Отслеживая случаи употребления Достоевским эпитета "фантастический" в письмах, дневниках и прозе, можно обнаружить, что слово это используется в строго определенном контексте, не вполне совпадающим не только с современным словоупотреблением, но и с тем значением, которое придавали ему, например, романтики (Мельгунов, Одоевский и др. Кстати говоря, утверждается, что на сновидческое пророчество Раскольникова (в эпилоге "Преступления и наказания") "о гибели цивилизации, основанной на ложном принципе" повлиял именно "4338-й год" кн. Одоевского (Назиров Р. Г. Владимир Одоевский и Достоевский // "Русская литература", # 3 за 1974 г.)).

Наверно, необходимо напомнить, что слово "фантазия" было заимствовано в Петровскую эпоху из польского языка (fantazja) и восходит к греч. phantasia. Фантазия буквально "то, что представляется, кажется; плод воображения". Из современных значений прилагательного "фантастический" -
1) нереальный, сказочный, волшебный, феерический; фантасмагорический,
2) воображаемый,
3) неосуществимый,
4) невероятный
(Александрова З. Е. Словарь синонимов русского языка. М., 1968) -
к употреблявшемуся Достоевским ближе всего именно "воображаемый", "умозрительный", "мысленный", но никак не "сказочный".

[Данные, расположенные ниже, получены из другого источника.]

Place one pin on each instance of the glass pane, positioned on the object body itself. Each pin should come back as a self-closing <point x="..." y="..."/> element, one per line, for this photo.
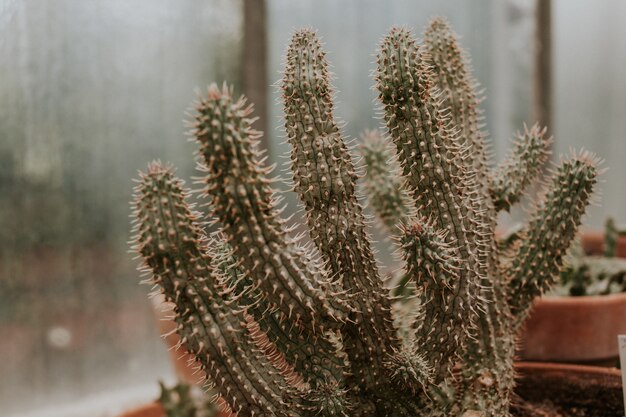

И действительно, вот как объясняет свой "каприз" писатель в предисловии к "Кроткой":
"Теперь о самом рассказе. Я озаглавил его "фантастическим", тогда как считаю его сам в высшей степени реальным. Но фантастическое тут есть действительно, и именно в самой форме рассказа... предположение о записавшем всё стенографе (после которого я обделал бы записанное) и есть то, что я называю в этом рассказе фантастическим..." (Т. 13, сc. 340-341).

Еще одно значение термина "фантастический" по Достоевскому - "парадоксальный, нетривиальный", а "парадокс", в свою очередь, в системе мыслительных кодов писателя - некая идея, мучительная идея, почти стихийная философия, незнамо как озаряющая в единый момент человеческий ум и изводящая его парадоксальной как бы наружностью, несовместимостью самой этой "идеи" с жизнью, с реальностью до такой степени, что истеричные, скандальные поступки становятся в свете этой идеи нормой, чем-то вполне естественным, вполне совместимым с действительностью, более того, максимально последовательными и почти неизбежными. Никто не способен ускользнуть из тенет этого мучительства, любой герой Достоевского, когда приходит его час, когда он оказывается в фокусе читательского внимания, исповедует и проповедует, выступает в роли "парадоксалиста".

Фантастический - и мучительнейший же, отсюда - "фантастические зверства" (Пушкин (очерк)). Пушкинский Онегин, например, по Достоевскому, "мучительно страдает", потому как "Любит фантазию, да ведь он и сам фантазия" (Ibid.).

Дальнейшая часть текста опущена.